# Those with farms/smallholdings-council tax...?



## Ranyhyn (15 January 2013)

Do you get a percentage discount if you're a composite property?
If so, how much??


----------



## navaho (15 January 2013)

BoolavogueDC said:



			Do you get a percentage discount if you're a composite property?
If so, how much??
		
Click to expand...

& what is one of those? Sorry if im being blonde. Only discount i know of is if your a single person & then its 25% discount.


----------



## Ranyhyn (15 January 2013)

A composite hereditament is a hereditament which has both domestic and non-domestic property within it (Local Government Finance Act 1988 s64(9)).
 That's the web definition. Basically it's a farm, where your house and farm is as one. Rather than say someone has a house in one town and a field in the next etc


----------



## Maesfen (15 January 2013)

We only get a basic banding and at present it's nearly £1900 a year.  Annoying to say the least as the only council benefit this house has is dustbin collection as we're on own sewerage, water etc and an unmade road with no public transport for miles.


----------



## Orangehorse (15 January 2013)

We live in a large farmhouse, but because it is a farm it is one band lower than if it was a detached house.


----------



## mulberrymill (15 January 2013)

We are a small holding with loads of outbuildings and about 2.5 acres of land. The house is a small 3 bed bungalow and we pay council tax based on the value of the house not the total property. I have queried this with the council in the past as didn't want to be clobbered with a back dated bill and was told it is correct. Bonus!


----------



## Polos Mum (15 January 2013)

I agree with Mulberrymill I'm happy mine is as cheap as it is because they don't seem to include 12 acres, 25 by 45 fibre school, 7 block built stables plus hay barn and pig pens in the value (thank goodness!)


----------



## Merlin11 (15 January 2013)

My council tax is just based on the value of the house rather than the house and land. This means it is quite low thank goodness! I have 6 acres attached to the house but it is not a registered farm or small holding.


----------



## Ranyhyn (15 January 2013)

So you are of the opinion, that council tax would go UP, rather than down?
I wonder of that applies to smaller acreage rather than larger? Because we were pretty sure being a composite meant your tax was less, not more.

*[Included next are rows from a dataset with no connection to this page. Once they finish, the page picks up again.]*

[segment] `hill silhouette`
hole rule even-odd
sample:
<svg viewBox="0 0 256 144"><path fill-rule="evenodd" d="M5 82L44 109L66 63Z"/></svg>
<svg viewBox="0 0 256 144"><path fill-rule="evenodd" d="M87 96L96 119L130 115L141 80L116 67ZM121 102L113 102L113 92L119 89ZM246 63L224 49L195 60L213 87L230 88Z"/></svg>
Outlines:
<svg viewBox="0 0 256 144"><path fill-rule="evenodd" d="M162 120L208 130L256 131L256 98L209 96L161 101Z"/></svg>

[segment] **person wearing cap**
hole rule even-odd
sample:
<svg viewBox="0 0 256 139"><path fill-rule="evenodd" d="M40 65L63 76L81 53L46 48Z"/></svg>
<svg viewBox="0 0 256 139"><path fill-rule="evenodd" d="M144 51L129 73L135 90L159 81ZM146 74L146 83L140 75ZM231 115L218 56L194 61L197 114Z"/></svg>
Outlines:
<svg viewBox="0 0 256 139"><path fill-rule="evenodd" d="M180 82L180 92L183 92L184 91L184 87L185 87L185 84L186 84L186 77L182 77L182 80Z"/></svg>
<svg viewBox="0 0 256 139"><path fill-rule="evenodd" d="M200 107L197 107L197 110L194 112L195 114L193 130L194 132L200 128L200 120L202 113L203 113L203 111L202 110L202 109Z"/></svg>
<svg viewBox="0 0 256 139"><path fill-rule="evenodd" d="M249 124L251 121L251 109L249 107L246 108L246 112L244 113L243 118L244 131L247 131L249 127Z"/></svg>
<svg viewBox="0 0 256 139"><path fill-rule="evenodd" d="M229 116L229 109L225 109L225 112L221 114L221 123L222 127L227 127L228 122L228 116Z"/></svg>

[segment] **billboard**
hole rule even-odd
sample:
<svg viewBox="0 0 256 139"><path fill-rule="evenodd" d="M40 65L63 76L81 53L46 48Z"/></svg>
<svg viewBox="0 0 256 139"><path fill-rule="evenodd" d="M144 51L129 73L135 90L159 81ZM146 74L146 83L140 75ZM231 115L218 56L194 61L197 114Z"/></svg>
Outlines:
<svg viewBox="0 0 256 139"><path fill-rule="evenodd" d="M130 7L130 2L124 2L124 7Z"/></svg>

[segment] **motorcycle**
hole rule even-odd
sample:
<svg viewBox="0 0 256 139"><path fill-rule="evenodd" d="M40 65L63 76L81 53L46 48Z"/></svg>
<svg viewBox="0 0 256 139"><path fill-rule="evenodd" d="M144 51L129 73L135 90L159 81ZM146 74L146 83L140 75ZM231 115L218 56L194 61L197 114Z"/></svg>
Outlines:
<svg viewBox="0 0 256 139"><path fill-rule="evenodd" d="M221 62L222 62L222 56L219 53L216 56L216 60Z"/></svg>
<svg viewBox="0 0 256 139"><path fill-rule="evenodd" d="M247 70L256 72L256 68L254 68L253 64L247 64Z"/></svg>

Perhaps also it has more to do with an ag tie than being composite....?!


----------



## Dubsie (15 January 2013)

mulberrymill said:



			We are a small holding with loads of outbuildings and about 2.5 acres of land. The house is a small 3 bed bungalow and we pay council tax based on the value of the house not the total property. I have queried this with the council in the past as didn't want to be clobbered with a back dated bill and was told it is correct. Bonus!
		
Click to expand...

Really?  I was told it was the value of the property 'as a whole' - house and land. So we never bothered reregistering it as a small holding when we bought it, and still pay more tax by 1 or 2 bands than every single other house (all bigger than ours) bar one which is a bedroom smaller and a semi to boot that are in our postcode.


----------



## Ranyhyn (16 January 2013)

I'm more confused than I started out lol


----------



## MiJodsR2BlinkinTite (16 January 2013)

We saw an advert from a company that were offering to get properties re-graded for council tax a few years ago; we gave our details to them and hoped for the best - but they weren't able to get anything off for us 

We're a large farmhouse with buildings attached; not a working farm as such though, although a local farmer does graze sheep in the field.

The local council in its money-grabbing philosophy said "no".


----------



## Skippys Mum (16 January 2013)

I have a smallholding and my council tax is based on the value of my (compact and bijoux  ) house.  Luckily it doesnt include the value of the land, stables, field shelters, arena etc


----------



## Orangehorse (16 January 2013)

As for Councils being money grabing - we wanted to build a "granny cottage" in one of the old buildings, but the Coucil would only allow one that could be attached to the main house, not one out in the yard.  So when this was built, they came and assessed it for Council Tax and we have to pay two lots of council tax as according to their criteria it is a separate dwelling, but according to the planning permission can never be sold separately.


----------



## carthorse (16 January 2013)

I have to pay council tax on our house and seperate non domestic rates on my 5 stables and 6 acres because they are half a mile away. The land next door has the same 5 stables but pays nothing as they never got planning permission. It really annoys me. They also put on a clause to say I couldnt run a business there so although I now only use 3 stables I cant rent out the others


----------